Let $M$ be a symplectic manifold and $\pi : M \to B$ a fiber bundle (fibers are manifolds). Is it true that $\pi$ is an isotropic fiber bundle i.e. all fibers are isotropic submanifolds if and only if $\pi^*(C^\infty(B))$ is Poisson commutative?
More precisely, the latter condition means that $\{\pi^*(f),\pi^*(g)\}=0$ for all $f,g \in C^\infty(B)$ and we use Poisson bracket produced by the symplectic structure.
How to formulate condition that the fiber bundle is Lagrangian in terms of commutative Poisson subalgebras? Do they correspond to maximal such subalgebras?

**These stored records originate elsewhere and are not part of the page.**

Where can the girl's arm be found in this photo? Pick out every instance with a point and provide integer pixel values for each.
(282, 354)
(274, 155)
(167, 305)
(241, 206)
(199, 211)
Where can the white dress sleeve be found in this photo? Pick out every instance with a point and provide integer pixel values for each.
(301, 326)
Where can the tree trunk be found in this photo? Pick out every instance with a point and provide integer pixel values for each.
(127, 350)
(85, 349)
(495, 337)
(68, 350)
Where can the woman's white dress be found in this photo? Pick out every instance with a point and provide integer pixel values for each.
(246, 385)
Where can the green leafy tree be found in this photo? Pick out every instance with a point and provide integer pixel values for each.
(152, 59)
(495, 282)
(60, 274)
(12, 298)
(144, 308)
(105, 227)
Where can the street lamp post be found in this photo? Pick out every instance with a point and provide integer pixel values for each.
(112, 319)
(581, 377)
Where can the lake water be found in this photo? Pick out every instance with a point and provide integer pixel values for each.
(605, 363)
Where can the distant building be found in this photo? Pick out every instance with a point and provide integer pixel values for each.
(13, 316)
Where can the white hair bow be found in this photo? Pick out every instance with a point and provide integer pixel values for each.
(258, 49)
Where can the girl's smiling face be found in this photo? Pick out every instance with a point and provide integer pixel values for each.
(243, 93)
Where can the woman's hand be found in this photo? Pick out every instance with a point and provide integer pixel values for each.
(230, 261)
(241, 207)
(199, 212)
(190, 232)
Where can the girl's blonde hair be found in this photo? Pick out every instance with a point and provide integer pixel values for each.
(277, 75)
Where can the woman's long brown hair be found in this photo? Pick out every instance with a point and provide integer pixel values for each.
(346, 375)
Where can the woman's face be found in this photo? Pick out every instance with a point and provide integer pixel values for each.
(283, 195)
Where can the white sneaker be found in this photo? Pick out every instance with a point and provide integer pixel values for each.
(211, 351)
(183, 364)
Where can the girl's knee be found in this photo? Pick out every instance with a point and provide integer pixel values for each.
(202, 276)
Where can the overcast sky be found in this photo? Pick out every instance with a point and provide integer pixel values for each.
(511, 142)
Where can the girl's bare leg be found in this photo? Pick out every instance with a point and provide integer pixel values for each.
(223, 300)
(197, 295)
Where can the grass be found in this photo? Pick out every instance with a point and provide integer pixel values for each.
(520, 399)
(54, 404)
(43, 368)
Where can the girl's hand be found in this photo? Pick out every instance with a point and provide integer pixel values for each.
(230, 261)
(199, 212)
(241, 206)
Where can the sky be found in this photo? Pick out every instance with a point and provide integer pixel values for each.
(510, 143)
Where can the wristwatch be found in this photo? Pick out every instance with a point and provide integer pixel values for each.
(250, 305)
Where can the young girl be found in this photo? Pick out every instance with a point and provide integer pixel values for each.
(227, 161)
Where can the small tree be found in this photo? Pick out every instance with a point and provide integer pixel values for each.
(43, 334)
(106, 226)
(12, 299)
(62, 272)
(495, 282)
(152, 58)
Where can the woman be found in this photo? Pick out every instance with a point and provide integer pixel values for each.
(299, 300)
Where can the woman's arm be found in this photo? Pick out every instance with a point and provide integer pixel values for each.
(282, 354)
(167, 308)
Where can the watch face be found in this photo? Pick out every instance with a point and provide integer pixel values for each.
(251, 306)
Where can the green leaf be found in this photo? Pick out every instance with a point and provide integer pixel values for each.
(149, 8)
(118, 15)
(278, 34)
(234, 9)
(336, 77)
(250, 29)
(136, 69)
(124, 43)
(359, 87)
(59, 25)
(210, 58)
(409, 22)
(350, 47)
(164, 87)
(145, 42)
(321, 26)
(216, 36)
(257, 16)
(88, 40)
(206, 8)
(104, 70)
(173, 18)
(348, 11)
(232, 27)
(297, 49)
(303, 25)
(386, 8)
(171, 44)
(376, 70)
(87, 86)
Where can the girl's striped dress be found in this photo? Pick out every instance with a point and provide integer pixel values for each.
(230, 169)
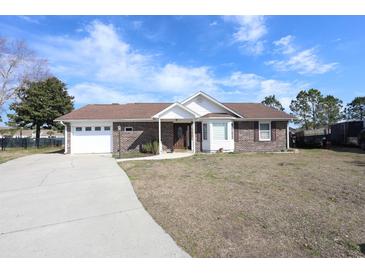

A counterexample is the fiber bundle $\mathbb{R}^{3}\times\mathbb{R}\rightarrow\mathbb{R}^{3}$ with projection $\pi:(x_1,x_2,x_3,z)\mapsto(x_1,x_2,x_3)$ and symplectic form $\omega\in\Omega^{2}(\mathbb{R}^{3}\times\mathbb{R})$ given by $$ \omega=dx_1\wedge dx_2 + dx_3\wedge dz. $$ The fibers are one-dimensional, hence isotropic. But $\pi^{*}(C^{\infty}(\mathbb{R}^{3}))$ is not Poisson-commutative, since $\{x_1,x_2\}=\pm 1$ (depending on sign conventions).